Com este titulo a conferencia celebrou Jay Leyda (1910-1988), sim, este mestre que testemunhou o nascimento do cinema desde a Rússia, nos primeiros momentos da revolução soviética e que conviveu com Sergei Eisenstein, perambulou por Paris, Nova York, China e outros países para finalmente se estabelecer nos Estados Unidos. Jay é um dos pioneiros na questão da preservação da memória áudio-visual, naquilo que resultou na Cinemateca, mas também no uso deste acervo, tanto que contrariado com a denominação “filmes de arquivo”, dedicou-se ao estudo e a difusão daquilo que considerava mais correta: “filme de compilação”.
Foi uma semana assistindo filmes e ouvindo palestrantes como Bil Nichols, João Luiz Vieira, Ismail Xavier, Michael Renov, Suzana Souza Dias, Eduardo Escorel, Eduardo Morenttin e tantos outros que através das suas experiências acadêmicas e produção de filmes documentários puderam expressar essa milionária contribuição que os filmes preservados e guardados nas cinematecas podem prover leituras ao infinito.
Nem bem descansei os miolos e os olhos, fui assistir aos documentários “Utopia e Barbárie” (Silvio Tendler) e “EUA X John Lennon” (David Leaf e John Scheinfeld), estes como aqueles outros que havia assistido no seminário “Filme vira Filme” seguem a perspectiva conceitual de Jey Leyda:
"Nós podemos começar com a premissa de que qualquer coisa que foi posta em filme pode ser empregada uma segunda vez - geralmente com mais força do que na primeira vez, dependendo da força do artista que dá forma ao segundo uso". (1)

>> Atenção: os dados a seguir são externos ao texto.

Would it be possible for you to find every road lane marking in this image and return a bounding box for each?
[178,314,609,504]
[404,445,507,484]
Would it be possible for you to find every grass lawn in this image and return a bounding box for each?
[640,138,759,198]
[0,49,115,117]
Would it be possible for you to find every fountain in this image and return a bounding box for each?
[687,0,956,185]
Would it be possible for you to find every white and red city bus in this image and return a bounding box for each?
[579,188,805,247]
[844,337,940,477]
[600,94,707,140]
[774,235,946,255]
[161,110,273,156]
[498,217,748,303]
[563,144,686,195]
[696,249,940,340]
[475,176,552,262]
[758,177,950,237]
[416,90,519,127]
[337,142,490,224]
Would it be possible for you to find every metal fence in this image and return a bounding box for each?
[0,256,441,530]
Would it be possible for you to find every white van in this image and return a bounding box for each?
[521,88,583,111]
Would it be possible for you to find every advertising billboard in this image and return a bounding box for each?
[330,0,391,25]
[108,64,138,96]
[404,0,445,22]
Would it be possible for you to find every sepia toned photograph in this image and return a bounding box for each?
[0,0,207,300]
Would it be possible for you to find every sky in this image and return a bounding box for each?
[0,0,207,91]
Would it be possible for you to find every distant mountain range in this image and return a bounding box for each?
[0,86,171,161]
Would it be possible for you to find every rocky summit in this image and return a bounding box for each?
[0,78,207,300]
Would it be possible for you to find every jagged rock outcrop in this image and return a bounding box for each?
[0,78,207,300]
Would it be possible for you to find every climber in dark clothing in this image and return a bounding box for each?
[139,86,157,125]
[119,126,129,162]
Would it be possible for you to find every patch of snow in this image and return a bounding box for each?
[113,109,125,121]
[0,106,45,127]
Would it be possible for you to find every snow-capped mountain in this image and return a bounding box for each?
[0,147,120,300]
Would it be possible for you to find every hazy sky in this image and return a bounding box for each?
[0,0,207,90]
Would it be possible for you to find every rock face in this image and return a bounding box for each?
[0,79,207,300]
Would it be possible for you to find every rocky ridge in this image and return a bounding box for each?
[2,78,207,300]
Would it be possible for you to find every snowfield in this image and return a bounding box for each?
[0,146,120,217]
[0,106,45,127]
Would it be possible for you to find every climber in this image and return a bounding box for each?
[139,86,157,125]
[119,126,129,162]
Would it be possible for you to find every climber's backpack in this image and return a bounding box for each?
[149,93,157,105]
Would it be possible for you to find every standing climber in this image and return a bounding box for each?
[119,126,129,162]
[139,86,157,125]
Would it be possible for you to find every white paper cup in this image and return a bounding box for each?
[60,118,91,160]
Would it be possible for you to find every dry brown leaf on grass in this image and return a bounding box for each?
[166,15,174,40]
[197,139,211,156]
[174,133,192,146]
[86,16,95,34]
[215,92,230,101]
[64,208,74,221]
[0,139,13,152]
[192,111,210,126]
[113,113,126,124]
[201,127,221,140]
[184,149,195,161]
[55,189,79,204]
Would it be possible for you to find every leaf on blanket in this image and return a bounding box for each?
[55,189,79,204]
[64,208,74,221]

O filme de Silvio Tendler mesmo que seja mais abrangente, o seu ponto de partida seja o seu testemunho pessoal e de geração diante das perplexidades que se desenrolam sobre a sua crença política e ideológica. Quanto ao segundo documentário o próprio titulo já sinaliza a polarização, a trajetória libertária de um artista, e como não bastasse havia sido um “beatles”. John Lennon transforma o seu conflito de origem familiar numa dor coletiva, utiliza o poder midiático que a sua figura exerce na sociedade e a disponibiliza aos movimentos sociais que agitavam os Estados Unidos contra a guerra do Vietnã:
“WAR IS OVER! (se você quiser)”
Neste filme as imagens impactantes do século XX se confundem com a própria persona John Lennon/Beatles, aqui o que importa é a revelação, o desmascaramento da hipocrisia do poder repressivo norte-americano. O filme torna público aquilo que se sabia somente nos bastidores. O governo Nixon transformou John Lennon numa espécie de inimigo “number one”. Consciente da força da imagem do ex-beatle tomou todas as providencias para ejetá-lo do circuito íntimo dos movimentos sociais que agitavam os Estados Unidos da América do Norte.
Mesmo que no filme “Utopia e Barbárie” Tendler exponha a sua perplexidade e a indignação, paisagem aonde transita a sua história são quase as mesmas de “EUA contra John Lennon”, neste sentido a revisitação da memória nos estimula a refletir sobre aqueles tempos e os atuais. Fica-se pensando na importância das cinematecas, aí onde adormecem a nossa herança das imagens, muitas delas esquecidas, mas prontas a serem despertadas, ordenadas e montadas segundo o eixo das necessidades de cada cineasta-criador dando novos significados, seguindo aquela máxima: “filme vira filme”.
As imagens dos anos de chumbo do mundo ainda incomodam, e elas podem ser compreendidas nesta declaração do poeta Carlos Drummond de Andrade:
“Não perdi a capacidade de indignação, mas ela está misturada com o ceticismo de quem não vê perspectiva de melhora nesses próximos tempos.” (2)
(1) Citado por Amir Labaki em "Que Viva Leyda!"- Newsletter, 140 - É Tudo Verdade
(2) Entrevista a Zuenir Ventura - Veja 19/11/1980.